Since conditional expressions are just expressions, this should just work.

ivan-pi commented 3 years ago

In Python you can do:

[x+1 for x in range(1,N+1) if x >= 45 else x+5]

This triggers a SyntaxError in Python. The correct way would be:

[x + 1 if x > 45 else x+5 for x in range(1,N+1)]

So the syntax is

expression_if_true if condition else expression_if_false

Edit: following Python if expression syntax, the example from above would be:

CALL SUB(A, B, C, D IF PRESENT(D) ELSE (EPSILON(X) IF X < 1 ELSE SPACING(X)))

It seems fairly nice, you just need to remember the condition is in the middle.

Edit2: Oops, I just noticed the posts from @14NGiestas above.

certik commented 3 years ago

New syntax paper being proposed at the June 2021 J3 Committee meeting:

klausler commented 3 years ago

New syntax paper being proposed at the June 2021 J3 Committee meeting:

What a mess! Tell me again how this is supposed to be better than a MERGE() intrinsic with stronger non-evaluation guarantees, please.
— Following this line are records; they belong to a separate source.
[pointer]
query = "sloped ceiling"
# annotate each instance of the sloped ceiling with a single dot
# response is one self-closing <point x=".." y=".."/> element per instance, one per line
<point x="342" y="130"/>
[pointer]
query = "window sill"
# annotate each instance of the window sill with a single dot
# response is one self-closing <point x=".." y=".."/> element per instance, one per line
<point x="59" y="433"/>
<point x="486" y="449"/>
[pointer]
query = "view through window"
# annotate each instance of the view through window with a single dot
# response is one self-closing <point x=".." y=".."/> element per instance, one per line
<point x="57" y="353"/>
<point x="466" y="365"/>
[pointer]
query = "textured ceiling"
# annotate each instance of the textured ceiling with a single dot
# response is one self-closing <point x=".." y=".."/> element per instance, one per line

certik commented 3 years ago

@klausler thanks for the feedback. I personally think we should not do this feature at all (i.e. NO on the 21-157 proposal), as the two syntaxes (keyword and ?) seem worse than not doing this (based on the feedback both online above, as well as in private that I got). We can pursue the merge() idea and see if we can come up with a proposal.

klausler commented 3 years ago

@klausler thanks for the feedback. I personally think we should not do this feature at all (i.e. NO on the 21-157 proposal), as the two syntaxes (keyword and ?) seem worse than not doing this (based on the feedback both online above, as well as in private that I got). We can pursue the merge() idea and see if we can come up with a proposal.

I'm sure we've talked about this. In short, strengthen MERGE() so that when its mask (3rd) argument is scalar, and the TSOURCE&FSOURCE arguments have the same type and rank, it guarantees that exactly one of its TSOURCE/FSOURCE arguments are evaluated, and returns the appropriate value. Or define a new intrinsic function with these guarantees.

sblionel commented 3 years ago

The idea of modifying MERGE was discussed several meetings ago (I can't find which one). I liked the idea, but there were complaints that it would slow down MERGE for everyone and it failed.